Tumor-cell-secreted extracellular vesicles (EVs) can cross the disrupted blood-brain barrier (BBB) into the bloodstream. However, in certain gliomas, the BBB remains intact, which might limit EVs release. To evaluate the ability of tumor-derived EVs to cross the BBB, researchers at the HM Hospitals Research Foundation, Spain used an orthotopic xenotransplant mouse model of human glioma-cancer stem cells featuring an intact BBB. They demonstrated that all types of tumor cells-derived EVs-apoptotic bodies, shedding microvesicles and exosomes-cross the intact BBB and can be detected in the peripheral blood, which provides a minimally invasive method for their detection compared to liquid biopsies obtained from cerebrospinal fluid (CSF). Furthermore, these EVs can be readily distinguished from total murine EVs, since they carry human-specific DNA sequences relevant for GBM biology. In a small cohort of glioma patients, these researchers finally demonstrated that peripheral blood EVs cargo can be successfully used to detect the presence of IDH1G395A, an essential biomarker in the current management of human glioma.

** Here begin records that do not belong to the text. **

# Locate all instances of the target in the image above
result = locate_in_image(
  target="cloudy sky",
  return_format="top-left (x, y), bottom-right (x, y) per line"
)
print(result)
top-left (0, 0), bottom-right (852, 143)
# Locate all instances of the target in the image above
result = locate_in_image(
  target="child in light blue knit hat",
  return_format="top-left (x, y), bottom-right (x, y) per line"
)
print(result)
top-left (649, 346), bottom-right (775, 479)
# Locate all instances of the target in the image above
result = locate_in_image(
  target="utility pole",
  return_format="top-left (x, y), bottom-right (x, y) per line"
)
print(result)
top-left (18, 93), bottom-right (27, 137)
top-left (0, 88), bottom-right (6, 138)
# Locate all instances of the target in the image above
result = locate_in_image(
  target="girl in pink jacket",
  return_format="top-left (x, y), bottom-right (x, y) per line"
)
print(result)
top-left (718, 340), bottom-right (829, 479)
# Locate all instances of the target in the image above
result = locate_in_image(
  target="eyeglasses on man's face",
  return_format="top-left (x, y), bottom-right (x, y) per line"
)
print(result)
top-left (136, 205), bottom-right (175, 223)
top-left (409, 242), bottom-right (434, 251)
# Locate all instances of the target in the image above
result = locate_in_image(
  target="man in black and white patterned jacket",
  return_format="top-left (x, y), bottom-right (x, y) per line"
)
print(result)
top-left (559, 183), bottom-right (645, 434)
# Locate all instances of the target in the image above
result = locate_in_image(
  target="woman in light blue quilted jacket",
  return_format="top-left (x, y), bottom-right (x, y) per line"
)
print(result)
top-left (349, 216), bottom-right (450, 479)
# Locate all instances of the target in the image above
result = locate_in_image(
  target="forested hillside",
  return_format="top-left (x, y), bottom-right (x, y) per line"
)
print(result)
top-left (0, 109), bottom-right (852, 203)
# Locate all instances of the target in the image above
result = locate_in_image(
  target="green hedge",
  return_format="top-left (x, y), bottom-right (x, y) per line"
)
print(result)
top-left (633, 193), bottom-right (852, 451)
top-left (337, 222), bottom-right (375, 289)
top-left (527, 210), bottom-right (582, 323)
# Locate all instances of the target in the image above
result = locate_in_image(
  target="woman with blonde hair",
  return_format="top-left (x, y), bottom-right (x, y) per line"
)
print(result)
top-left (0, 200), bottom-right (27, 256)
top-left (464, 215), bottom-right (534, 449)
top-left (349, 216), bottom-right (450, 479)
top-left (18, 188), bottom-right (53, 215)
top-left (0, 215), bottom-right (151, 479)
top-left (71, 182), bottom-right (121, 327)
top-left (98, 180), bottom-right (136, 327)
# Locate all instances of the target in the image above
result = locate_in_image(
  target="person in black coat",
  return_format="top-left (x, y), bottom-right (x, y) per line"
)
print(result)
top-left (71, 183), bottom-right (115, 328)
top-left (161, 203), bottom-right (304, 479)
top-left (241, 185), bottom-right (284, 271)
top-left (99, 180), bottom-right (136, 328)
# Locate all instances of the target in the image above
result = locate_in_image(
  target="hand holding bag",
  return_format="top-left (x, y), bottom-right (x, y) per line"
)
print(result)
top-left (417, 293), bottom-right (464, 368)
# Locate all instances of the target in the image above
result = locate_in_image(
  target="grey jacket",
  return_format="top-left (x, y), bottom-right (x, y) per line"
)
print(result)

Experimental procedure flowchart
A. Isolated hCSCs from 2 GBM patients were xenotransplanted in athymic mice. After 12 weeks, the animals were transcardially perfused. B. BBB permeability was evaluated using three assays: MRI, Evans Blue staining, and albumin extravasation. C. EVs (ABs, SMVs, and EXOs) were isolated from hCSCs-enriched culture supernatants and from mouse peripheral blood. D. EVs were identified using TEM, tracking analysis, and CD63 tetraspanin quantification. E. To ensure that the analyzed DNA was confined within the EVs, supernatants and plasma were treated with DNase before gDNA isolation; after the isolation, gDNA was pre-amplified before performing PCR analysis with human-specific primers. F. Sequences detected were sequenced to confirm their human origin.